摂津で十分に英気を養った那須資忠は、いよいよ四国へ渡る決意を固めた。
毛利家との新年の会見は滞りなく終わり、佐野昌綱が西国との橋渡しを務めたことで、瀬戸内の航路にも安心して船を出せる見通しが立っていた。
那須は佐野より借り受けた兵と、旧陶家臣団、さらに本多正信や石川数正らを率い、坂東ガレオンへ乗り込む。
冬の瀬戸内は静かであった。
船団は淡路を経て一路伊予を目指す。
数日後、一行は河野領へ到着した。
迎えたのは河野家の重臣たちである。
「那須殿、お待ちしておりました。」
河野家当主は自ら那須を迎え入れると、家臣たちの前で静かに告げた。
「約束どおり、城をお預けする。」
「これより那須殿には河野家の客将として、この城を拠点に西国の安寧のため力を尽くしていただきたい。」
那須は深く一礼した。
「ありがたく拝領いたします。」
「那須家の名において、この地を守り、河野家のお力となることをお誓いいたします。

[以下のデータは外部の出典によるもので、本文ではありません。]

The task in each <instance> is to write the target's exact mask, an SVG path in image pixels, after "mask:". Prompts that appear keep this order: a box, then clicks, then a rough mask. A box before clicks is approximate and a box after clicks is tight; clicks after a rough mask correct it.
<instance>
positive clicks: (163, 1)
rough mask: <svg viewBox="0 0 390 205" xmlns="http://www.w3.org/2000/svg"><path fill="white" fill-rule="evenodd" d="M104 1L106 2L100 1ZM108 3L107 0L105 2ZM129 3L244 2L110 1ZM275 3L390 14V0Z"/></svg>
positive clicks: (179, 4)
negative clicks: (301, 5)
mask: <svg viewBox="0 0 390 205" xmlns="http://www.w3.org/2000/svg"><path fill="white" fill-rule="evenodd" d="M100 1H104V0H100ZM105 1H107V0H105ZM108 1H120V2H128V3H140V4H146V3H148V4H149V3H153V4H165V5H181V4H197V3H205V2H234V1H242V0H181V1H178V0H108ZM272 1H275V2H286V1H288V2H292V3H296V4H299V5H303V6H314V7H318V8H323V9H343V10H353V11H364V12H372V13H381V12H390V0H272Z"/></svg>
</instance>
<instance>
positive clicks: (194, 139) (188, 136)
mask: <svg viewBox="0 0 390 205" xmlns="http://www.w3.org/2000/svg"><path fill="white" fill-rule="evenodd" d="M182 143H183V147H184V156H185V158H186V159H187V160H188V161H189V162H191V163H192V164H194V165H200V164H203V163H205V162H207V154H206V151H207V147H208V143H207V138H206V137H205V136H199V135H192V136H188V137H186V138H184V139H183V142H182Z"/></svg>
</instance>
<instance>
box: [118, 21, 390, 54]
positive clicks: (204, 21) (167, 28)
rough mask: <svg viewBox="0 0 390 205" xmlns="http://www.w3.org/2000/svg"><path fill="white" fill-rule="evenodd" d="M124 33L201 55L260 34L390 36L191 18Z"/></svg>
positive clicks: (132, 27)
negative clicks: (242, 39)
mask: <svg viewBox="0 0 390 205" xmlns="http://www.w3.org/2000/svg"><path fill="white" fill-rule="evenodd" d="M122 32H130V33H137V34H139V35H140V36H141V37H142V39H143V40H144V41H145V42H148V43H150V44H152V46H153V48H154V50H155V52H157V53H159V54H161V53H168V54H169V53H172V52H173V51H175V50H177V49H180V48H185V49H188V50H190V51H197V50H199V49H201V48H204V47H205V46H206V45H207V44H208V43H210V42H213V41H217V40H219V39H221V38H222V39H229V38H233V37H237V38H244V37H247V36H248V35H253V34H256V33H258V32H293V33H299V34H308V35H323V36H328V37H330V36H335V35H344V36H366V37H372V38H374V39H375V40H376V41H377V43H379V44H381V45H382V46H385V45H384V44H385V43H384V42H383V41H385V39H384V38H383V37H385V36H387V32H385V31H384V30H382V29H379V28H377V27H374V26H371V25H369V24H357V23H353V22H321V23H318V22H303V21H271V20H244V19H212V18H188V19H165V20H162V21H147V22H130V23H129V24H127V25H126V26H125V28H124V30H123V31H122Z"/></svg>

」
河野家中もまた、この若き武将へ大きな期待を寄せていた。
四国を巡り、長宗我部の実情をその目で見てきた男。
那須与一の末裔として名高く、阿波では一条家を救い、土佐では敵情を探り、伊予では河野家の信頼を得た武将である。
その日、那須家は河野家より一城を預かり、西国における最初の本拠を得た。
四国の均衡を守るための新たな歩みが、ここから始まろうとしていた。